De in deze rapportage voorgestelde governance-structuren spitsen zich toe op de bilaterale
samenwerkingsstructuur met de buurlanden. Daarbij wordt waar mogelijk voortgebouwd
op bestaande effectieve structuren, zoals die onder meer ook multilateraal in Benelux-verband
bestaan. Thematische, bilaterale samenwerking aan gezamenlijke opgaven vormt de basis
van grensoverschrijdende samenwerking. Tegelijkertijd brengen de voorgestelde aanpassingen
meer samenhang aan en dragen ze bij aan extra slagkracht en besluitvaardigheid. Dit
is ook de reden dat tweejaarlijkse regeringsontmoetingen tussen Nederland en de buurlanden
in dit verband worden benut.
Als verantwoordelijke binnen het kabinet voor grensoverschrijdende samenwerking heb
ik in de governance een faciliterende en stimulerende rol richting de grensregio’s,
die het voortouw hebben in de samenwerking. In dat kader pak ik ook een rol in het
leggen van verbindingen en het organiseren van regie richting vakdepartementen; hun
bijdrage is op veel terreinen immers onmisbaar. Voor een effectieve samenwerking in
de grensregio is een afgestemde en ondersteunende inzet vanuit de nationale overheden
en de overheden op het niveau van de deelstaten c.q. gewesten noodzakelijk. Grensoverschrijdende
samenwerking vraagt een aanpak op alle schaalniveaus én aan beide zijden van de grens.
Dit vertaalt zich in de governance-structuur onder meer in een periodiek overleg met
mijn counterpart aan de andere kant van de grens, waar ook regionale bestuurders en
bewindspersonen van vakdepartementen van beide zijden van de grens bij aanwezig kunnen
zijn. Daarbij bepaalt de inhoud van de agenda of en met wie er overleg nodig is. Doel
van dit overleg is de voortgang van gemaakte afspraken te bewaken, een samenhangende
aanpak van de opgaven te borgen en – waar aan de orde – nieuwe knelpunten te adresseren.

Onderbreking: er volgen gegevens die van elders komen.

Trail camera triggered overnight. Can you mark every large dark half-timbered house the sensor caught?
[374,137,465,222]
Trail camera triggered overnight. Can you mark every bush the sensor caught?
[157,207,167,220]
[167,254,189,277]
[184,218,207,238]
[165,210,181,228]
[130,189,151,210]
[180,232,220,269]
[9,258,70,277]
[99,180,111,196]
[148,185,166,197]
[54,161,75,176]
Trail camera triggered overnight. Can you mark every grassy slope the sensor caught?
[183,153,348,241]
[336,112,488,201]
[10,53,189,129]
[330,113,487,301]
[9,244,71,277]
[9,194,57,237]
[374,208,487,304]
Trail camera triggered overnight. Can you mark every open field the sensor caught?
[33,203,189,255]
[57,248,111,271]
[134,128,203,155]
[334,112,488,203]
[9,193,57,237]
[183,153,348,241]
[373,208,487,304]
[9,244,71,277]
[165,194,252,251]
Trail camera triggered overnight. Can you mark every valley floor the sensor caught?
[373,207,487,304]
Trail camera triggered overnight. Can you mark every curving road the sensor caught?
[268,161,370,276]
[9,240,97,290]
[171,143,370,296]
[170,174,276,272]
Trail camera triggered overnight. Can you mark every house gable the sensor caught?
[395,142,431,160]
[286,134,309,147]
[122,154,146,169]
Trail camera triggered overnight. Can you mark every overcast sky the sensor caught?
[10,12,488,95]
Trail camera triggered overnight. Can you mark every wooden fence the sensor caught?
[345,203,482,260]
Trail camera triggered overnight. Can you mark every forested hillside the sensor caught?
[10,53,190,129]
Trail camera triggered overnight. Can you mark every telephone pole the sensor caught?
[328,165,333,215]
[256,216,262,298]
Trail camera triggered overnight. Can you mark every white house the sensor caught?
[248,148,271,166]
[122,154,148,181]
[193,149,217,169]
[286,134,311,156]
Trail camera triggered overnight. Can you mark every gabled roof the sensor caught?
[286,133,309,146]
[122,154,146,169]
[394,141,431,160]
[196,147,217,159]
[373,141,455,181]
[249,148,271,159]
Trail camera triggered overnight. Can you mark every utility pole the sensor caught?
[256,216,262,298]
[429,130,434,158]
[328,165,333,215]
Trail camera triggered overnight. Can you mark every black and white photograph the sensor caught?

Dit najaar zullen de governance-voorstellen worden bekrachtigd tijdens de regeringsontmoetingen
met Noordrijn-Westfalen (19 november) en Vlaanderen (Vlaams-Nederlandse Top op 5 november)
en bestuurlijk overleg met Nedersaksen.
Ik heb het volste vertrouwen dat de definitieve uitwerking en uitvoering van de vernieuwde
governance langs bovenstaande lijnen een substantiële impuls zal geven aan grensoverschrijdende
samenwerking die gericht is op het realiseren van zichtbare resultaten.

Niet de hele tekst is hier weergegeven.